Why the COP25 carbon market discussion failure matters
Nearly 200 nations gathered in Madrid last week for the 25th annual United Nations climate change conference. Representatives were there for two weeks to decide on international action — the longest amount of time that this process has lasted — and the outcomes did not meet expectations.
"The international community lost an important opportunity to show increased ambition on mitigation, adaptation [and] finance to tackle the climate crisis. But we must not give up, and I will not give up," tweeted U.N. Secretary-General António Guterres.
The conference concluded and largely missed the opportunity to address key priorities — namely, setting higher ambitions and working to settle the details of two outstanding rules of the Paris Climate Agreement: Article 6, which addresses how countries can reduce their emissions using international carbon markets, and Article 8, which focuses on loss and damage that underdeveloped countries have endured due to the climate crisis and how those nations will be compensated.
Regarding the latter, delegates said the United States insisted on using language to protect itself from liability and defended its position saying it's the biggest humantarian in the world, according to the New York Times. While this rule was not finalized at the talks, negotiators ended up making the decision to establish a working group for Article 8, which then would create an action plan.
Progress on Article 6 fell even more short. After going into overtime in negotiations, countries couldn't agree on how carbon markets should be regulated. Discussions about carbon markets reportedly will pick back in during COP26 next year in Glasgow. But the fact that there was little progress during the two weeks in Madrid on Article 6, one of the most anticipated discussions for this year’s COP, is widely seen as a failure.
"There is no sugarcoating it: The negotiations fell far short of what was expected. Instead of leading the charge for more ambition, most of the large emitters were missing in action or obstructive," said Helen Mountford, vice president for climate and economics at World Resources Institute, in a statement. "This reflects how disconnected many national leaders are from the urgency of the science and the demands of their citizens. They need to wake up in 2020."
While it’s imperative to get the rules right — and that takes time and effort — it’s just as important, if not more, to finalize the rules as soon as possible, as countries must continue to implement solutions to address their impacts on climate change.
Vox’s Umair Irfan wrote that the carbon markets system "could serve as a vehicle for countries to adopt more ambitious goals for cutting their greenhouse gas emissions by allowing them to pay for reductions in emissions where they are most effective, which may not be inside their own borders."
Ahead of COP25, World Resources Institute wrote this about the potential benefits for the global carbon market, if rules are designed well:
International cooperation through carbon markets can bring additional public and private finance and catalyze emissions reductions in a country hosting the mitigation activity. And for purchasing or acquiring countries, using carbon markets enables access to a wider pool of opportunities to reduce emissions. This might lead to higher ambition, given that mitigation can be made more cost-effective, which provides flexibility.
A major problem with this failure is that it leaves the smaller countries that have contributed the least to climate change but are currently experiencing its impacts the most alone. They need larger countries — which are also the largest polluters — to step up and do more.
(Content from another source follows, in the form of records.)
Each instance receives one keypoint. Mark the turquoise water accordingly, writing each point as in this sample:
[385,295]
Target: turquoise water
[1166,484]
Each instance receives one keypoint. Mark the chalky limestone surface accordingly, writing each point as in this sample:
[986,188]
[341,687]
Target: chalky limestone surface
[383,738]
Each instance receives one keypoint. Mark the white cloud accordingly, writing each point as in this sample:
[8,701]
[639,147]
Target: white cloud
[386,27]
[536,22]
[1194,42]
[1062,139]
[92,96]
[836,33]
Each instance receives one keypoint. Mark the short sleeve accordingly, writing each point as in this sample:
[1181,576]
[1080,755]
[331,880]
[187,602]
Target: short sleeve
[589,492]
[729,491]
The time to act was yesterday.
Still, in other arenas in and around COP25, other reports were released, commitments made and actions taken during the second week at COP. Here are just some:
Bloomberg Philanthropies released its Accelerating America’s Pledge report. It analyzes potential outcomes from bottom-up approaches to address the climate emergency. That is, efforts from states, cities and businesses are already making a significant difference — "potentially enough to reduce emissions 25 percent below 2005 levels by 2030," according to the report. Additionally, it outlines steps needed to implement an "all-in" scenario that includes efforts from the U.S. federal government, if there is an administration change in 2020.
More than 175 companies committed to set science-based targets. "This is absolutely necessary to allow all businesses to drastically reduce the greenhouse gases for which we're responsible," Michael Fletcher, chief commercial officer for retail at the Co-operative Group, told BusinessGreen. "We can get there, but not if we don't act urgently and work together."
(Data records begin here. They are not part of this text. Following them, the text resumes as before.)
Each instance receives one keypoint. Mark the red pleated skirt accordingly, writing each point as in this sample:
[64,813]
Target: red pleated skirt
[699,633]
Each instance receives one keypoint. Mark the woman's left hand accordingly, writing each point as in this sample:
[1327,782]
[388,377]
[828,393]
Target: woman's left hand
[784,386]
About a handful of private sector companies — including Goldman Sachs and Hudson Pacific Properties — signed up to the World Green Building Council’s Net Zero Carbon Buildings Commitment, which requires them to slash emissions from their buildings to net zero. The companies join more than 30 others that made the commitment as early as the Global Climate Action Summit in September 2018.
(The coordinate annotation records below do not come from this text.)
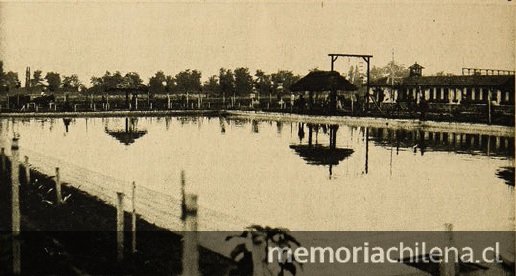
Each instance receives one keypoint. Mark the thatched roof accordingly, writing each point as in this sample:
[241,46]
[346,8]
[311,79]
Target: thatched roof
[323,81]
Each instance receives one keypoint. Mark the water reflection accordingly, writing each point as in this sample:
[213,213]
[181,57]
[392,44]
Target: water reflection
[66,122]
[127,135]
[477,144]
[507,174]
[317,154]
[233,169]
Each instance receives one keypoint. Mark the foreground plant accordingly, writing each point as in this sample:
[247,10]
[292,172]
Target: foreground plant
[252,253]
CDP released a report that analyzed environmental data from 7,000 suppliers on behalf of 125 major corporate buyers and found that more than 30 major corporates are engaging with suppliers assist with their switch to renewables. "With just 4 percent of suppliers reporting a renewable energy target we're not seeing that level of ambition yet," Sonya Bhonsle, global director of supply chains at CDP, told GreenBiz last week. "We need to see all buyers engaging proactively with their suppliers to unlock this huge opportunity."